# Sky / internet



## Eamon (Mar 5, 2009)

Where we are currently renting, we have a SKY digibox with basic channels. Does anyone know if I can have internet through the SKY receiver? Does anyone have this service already and tell me their experiences....looking for a good download speed 6mb+


----------



## sat (Jul 20, 2008)

Eamon said:


> Where we are currently renting, we have a SKY digibox with basic channels. Does anyone know if I can have internet through the SKY receiver? Does anyone have this service already and tell me their experiences....looking for a good download speed 6mb+


Simple answer.
No.
A Sky satellite TV receiver is only capable of receiving the Sky TV service. It only has an old style "analogue" modem inside for when it talks to SKys computer system.

I do not think there are any internet services on the same satellites used for UK TV like Sky and Freesat. So if you want internet via satellite then you will need another dish pointing towards another saytellite that operates the system.

In the UK Sky do ADSL / broadband, but thats via land line, and not via a Sky satellite receiver.

There are internet by satellite services - even teleconica do one - 
There is one way - where you send via landline / mobile and receive by satellite
Or twoway where you send and receive bother via satellite
Check Skydsl - a germany company not related to Sky UK or BSkyB or News Corp.
Or Astra2connect.

Have you thought about a intenet dongle? Both moviestar and vodephone do them.


----------



## Eamon (Mar 5, 2009)

sat said:


> Simple answer.
> No.
> A Sky satellite TV receiver is only capable of receiving the Sky TV service. It only has an old style "analogue" modem inside for when it talks to SKys computer system.
> 
> ...


Thanks for the reply. I actually have a vodaphone dongle right now, but download speeds vary (depending on time of day. I am having trouble viewing live streams with this, such as veetle...where I used to enjoy, free streaming movies / sports etc. I think the best option will have to have ADSL installed......any suggestions?

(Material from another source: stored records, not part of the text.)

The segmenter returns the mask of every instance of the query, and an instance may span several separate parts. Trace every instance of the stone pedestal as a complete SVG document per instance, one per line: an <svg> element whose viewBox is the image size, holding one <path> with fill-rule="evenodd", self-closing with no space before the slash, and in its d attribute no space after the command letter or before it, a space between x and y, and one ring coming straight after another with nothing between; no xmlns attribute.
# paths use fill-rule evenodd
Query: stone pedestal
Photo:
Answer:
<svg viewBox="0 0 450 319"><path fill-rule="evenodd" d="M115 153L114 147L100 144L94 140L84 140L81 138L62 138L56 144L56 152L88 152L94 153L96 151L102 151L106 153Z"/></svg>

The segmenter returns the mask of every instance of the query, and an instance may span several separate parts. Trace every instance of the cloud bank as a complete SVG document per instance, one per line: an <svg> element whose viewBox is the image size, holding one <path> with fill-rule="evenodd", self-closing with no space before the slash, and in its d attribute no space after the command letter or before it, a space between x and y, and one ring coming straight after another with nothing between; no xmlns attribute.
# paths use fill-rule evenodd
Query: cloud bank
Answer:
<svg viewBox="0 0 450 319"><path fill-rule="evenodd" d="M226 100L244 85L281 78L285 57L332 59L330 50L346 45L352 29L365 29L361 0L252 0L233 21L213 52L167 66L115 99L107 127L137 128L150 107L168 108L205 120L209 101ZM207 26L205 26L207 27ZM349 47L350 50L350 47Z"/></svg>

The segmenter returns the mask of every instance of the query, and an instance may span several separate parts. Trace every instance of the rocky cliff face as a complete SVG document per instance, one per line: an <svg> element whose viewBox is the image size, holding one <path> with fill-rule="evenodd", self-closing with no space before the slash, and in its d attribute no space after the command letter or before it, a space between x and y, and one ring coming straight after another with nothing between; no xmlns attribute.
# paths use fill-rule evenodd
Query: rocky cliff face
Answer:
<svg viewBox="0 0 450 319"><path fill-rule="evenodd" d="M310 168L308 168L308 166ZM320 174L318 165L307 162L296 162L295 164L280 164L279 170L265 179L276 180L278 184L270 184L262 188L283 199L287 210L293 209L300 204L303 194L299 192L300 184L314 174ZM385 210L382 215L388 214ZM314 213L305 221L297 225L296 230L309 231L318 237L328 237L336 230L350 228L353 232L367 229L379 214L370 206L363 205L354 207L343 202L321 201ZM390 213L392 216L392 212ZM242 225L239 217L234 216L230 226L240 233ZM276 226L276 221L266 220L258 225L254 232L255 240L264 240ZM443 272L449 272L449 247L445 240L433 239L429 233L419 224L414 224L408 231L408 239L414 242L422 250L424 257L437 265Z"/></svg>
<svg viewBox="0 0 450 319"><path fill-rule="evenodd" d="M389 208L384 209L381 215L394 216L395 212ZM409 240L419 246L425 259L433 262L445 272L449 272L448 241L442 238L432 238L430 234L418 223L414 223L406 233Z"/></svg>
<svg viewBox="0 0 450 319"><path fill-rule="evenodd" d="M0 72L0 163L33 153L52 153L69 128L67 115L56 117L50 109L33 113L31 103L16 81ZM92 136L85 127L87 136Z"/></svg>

I notice BT are offering it here, but are there any alternatives?


----------



## sat (Jul 20, 2008)

Eamon said:


> Thanks for the reply. I actually have a vodaphone dongle right now, but download speeds vary (depending on time of day. I am having trouble viewing live streams with this, such as veetle...where I used to enjoy, free streaming movies / sports etc. I think the best option will have to have ADSL installed......any suggestions?
> 
> I notice BT are offering it here, but are there any alternatives?


Well if / once you have a landline, there are more choices - telefonica / movistar / orange / vodephone / bt / rtn / and others. but dont forget that all these use telfonicas network - and you will find if you cannot get 6m on telefonica, then you will probably be unable to get on the others.
Dont forget that they only say you can get speeds "up to 6m" - it does not mean you will get 6m.
Check the local newpapers for others that cover your area.


----------